What is fish stroganin? To begin, remember how it all began ...

A bit of history

Previously, the dish, which we used to call stroganina, bore the name "stroganina". This amazing food has its roots in the Arctic. It was there that a special method of cooking fish was invented.

In the capital, this dish is not so often found, since it is considered exclusively Siberian food. The name itself speaks of the principle of preparation. First of all, this concerns cutting, that is, they do not cut fish, but plan it. This process is really very interesting and exciting. At the same time, learning to him is quite simple. Let's get acquainted with how to make stroganin from fish.

What kind of fish should I take

Stroganina is a northern food for a reason. First of all, because it is only in those waters that you can meet fish that is ideal for this dish. The fish living in the North is environmentally friendly, therefore this fact is one of the main when choosing it. This is very important because the fish is not subjected to heat treatment - whether it is cooking, frying or any other kind of fish.

Stroganina from fish

Another important point is that stroganina from fish is never made from fish killed or found on an ice floe, since this is considered to be a bad form in the inhabitants of the North. Therefore, you should be very careful when buying fish in the Yakutsk market, because cases of selling bad and frankly low-quality goods have become more frequent.

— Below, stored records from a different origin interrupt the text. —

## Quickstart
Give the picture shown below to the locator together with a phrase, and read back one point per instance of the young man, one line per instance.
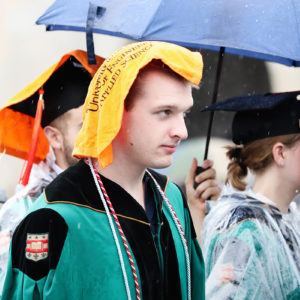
(65, 86)
(108, 227)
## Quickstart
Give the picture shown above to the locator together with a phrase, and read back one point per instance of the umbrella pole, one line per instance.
(214, 98)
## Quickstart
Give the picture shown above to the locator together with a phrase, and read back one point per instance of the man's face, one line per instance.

How to determine the quality of fish

So, if you decide to cook your own stroganina, you should remember a few axioms for choosing the right fish for it. These rules contain any step-by-step recipes for preparing a northern dish. As already mentioned, the fish must die a natural death and should not be rotten. If you buy low-quality goods, then you will never get really tasty stroganina. This fish dish is extremely popular these days - not only in the North, but also in other regions of the country.

If the fish itself has thrown itself onto the ice, its gills will be covered in blood. Therefore, it should be visible on the market. But here it is worth being careful, because sellers can replace fish blood with beef. But such blood is thicker and darker. Also look at the scales - it should be pink. But the eyes of the fish should look like frozen squirrels - in the form of dots. Also pay attention to the traces of the networks. They do not disappear on the fish for a very long time, and it is simply impossible to remove them in various ways.

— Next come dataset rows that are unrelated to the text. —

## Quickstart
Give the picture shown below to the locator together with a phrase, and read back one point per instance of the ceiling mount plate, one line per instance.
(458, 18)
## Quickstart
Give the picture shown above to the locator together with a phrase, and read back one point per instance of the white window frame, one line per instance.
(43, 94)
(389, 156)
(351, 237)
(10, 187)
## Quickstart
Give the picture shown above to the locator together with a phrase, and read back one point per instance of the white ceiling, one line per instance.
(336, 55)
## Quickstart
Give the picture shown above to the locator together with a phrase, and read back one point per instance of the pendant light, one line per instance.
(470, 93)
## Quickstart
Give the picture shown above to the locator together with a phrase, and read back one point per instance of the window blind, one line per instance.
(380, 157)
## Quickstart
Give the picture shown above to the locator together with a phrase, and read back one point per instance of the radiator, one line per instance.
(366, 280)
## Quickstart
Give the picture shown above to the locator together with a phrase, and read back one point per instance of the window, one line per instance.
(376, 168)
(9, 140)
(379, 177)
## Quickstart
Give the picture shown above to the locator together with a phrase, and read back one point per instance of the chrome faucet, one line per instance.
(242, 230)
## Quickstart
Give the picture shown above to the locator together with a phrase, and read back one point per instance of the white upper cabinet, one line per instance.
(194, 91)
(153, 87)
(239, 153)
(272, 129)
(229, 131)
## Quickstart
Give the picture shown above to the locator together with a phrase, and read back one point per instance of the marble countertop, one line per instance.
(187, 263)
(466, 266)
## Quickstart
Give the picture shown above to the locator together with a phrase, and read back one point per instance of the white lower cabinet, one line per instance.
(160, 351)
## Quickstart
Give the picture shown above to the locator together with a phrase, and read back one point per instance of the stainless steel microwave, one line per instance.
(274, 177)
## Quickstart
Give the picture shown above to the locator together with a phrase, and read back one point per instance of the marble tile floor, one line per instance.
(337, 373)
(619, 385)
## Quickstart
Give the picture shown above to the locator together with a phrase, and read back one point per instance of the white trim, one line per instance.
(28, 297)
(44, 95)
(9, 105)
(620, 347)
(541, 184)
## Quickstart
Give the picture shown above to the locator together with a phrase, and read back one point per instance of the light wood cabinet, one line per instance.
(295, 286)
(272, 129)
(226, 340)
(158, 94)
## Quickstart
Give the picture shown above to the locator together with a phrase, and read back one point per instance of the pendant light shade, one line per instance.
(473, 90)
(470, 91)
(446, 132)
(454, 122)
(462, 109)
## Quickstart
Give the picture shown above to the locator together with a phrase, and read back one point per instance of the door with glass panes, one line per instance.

Preparation for preparing stroganina

Absolutely everything can be prepared easily and tasty. Many are frightened by stroganina, the recipe of which is quite simple. First of all, you must remember four basic things for this dish. The first is a frozen fish, then a perfectly sharpened knife, as well as strong hands and a sharp mind. All together will give the desired result - a delicious and properly cooked planer.

Step by step recipes

For this dish, fish species such as sturgeon, chir, muksun and omul are best suited. By its definition, stroganina from fish is that fish that was immediately frozen after fishing. Furthermore, it is very important that it does not thaw before cooking.

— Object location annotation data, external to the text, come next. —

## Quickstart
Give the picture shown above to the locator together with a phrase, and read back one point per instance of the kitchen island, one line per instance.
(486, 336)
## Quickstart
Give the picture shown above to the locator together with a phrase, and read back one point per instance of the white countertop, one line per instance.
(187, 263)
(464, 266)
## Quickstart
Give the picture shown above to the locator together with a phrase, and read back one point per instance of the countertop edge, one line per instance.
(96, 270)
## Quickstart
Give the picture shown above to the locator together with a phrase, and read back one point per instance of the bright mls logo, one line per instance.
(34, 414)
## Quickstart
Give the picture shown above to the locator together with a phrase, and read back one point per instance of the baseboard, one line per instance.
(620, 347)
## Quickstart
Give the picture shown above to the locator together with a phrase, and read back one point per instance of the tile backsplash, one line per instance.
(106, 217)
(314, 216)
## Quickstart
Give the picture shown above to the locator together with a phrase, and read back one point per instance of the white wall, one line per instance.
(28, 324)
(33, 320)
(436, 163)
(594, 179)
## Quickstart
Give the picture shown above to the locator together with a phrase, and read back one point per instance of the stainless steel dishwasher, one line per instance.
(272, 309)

Also, the selected fish should not be outdoors for a long time, because then its taste will become "cottony." Proper storage of such fish should be in tightly tied bags so that neither the rays of the sun nor the air fall on it. We also recommend that you cover the fish with snow or icing. These methods are usually used for long-term storage of fish.

Cooking process

Choosing the right fish, you can proceed to its direct cutting. All processes should be strictly step by step. Recipes in the case of preparation of stroganina practically do not differ. The main thing in them is the method of slicing. You need to start from the head to the tail. Cutting is necessary around the circumference of the fish. Prior to this, all fins should be cut. After the first cut, the fish should be cut lengthwise with a sharp movement.

Stroganina Recipe

The fish itself needs to be held by the head. If necessary, you can cut off the nose for a more convenient fixation in the hand. Now comes the crucial moment in cooking - with a sharp knife, start slicing small slices of fish meat that are the same size. You will see how they will immediately form into beautiful tubes - this is how real stroganina turns out. Photos of many experts in this matter confirm how this dish is beautiful and aesthetically pleasing in appearance.

How to cook stroganina

After all the slices have been sliced, they need to be taken out in the cold. This is done so that the serving of the dish is correct - that is, slices of fish must be frozen without fail.

Serving dishes

In addition to the fish itself, stroganina is also a sauce, without which the dish will not be complete. How to cook stroganina, it is already clear, it is quite easy to do. But the sauce for it is not difficult to prepare. Almost any kind of sauce is suitable for planing, as the dish is simple. Therefore, you can choose your own any, but I want to note that it is worth it to cook it yourself, and not use it purchased. For stroganina, tomato, creamy and mustard sauces are very suitable. It all depends on your individual taste. You can also use Chinese sauce, which includes soy, ginger, vinegar and garlic.

Stroganina photo

Serve sliced โ€‹โ€‹stroganina on one large dish. The sauce should be poured into a separate bowl so that it does not come into contact with the fish. The slices themselves, as already mentioned, must be cooled in the cold before serving.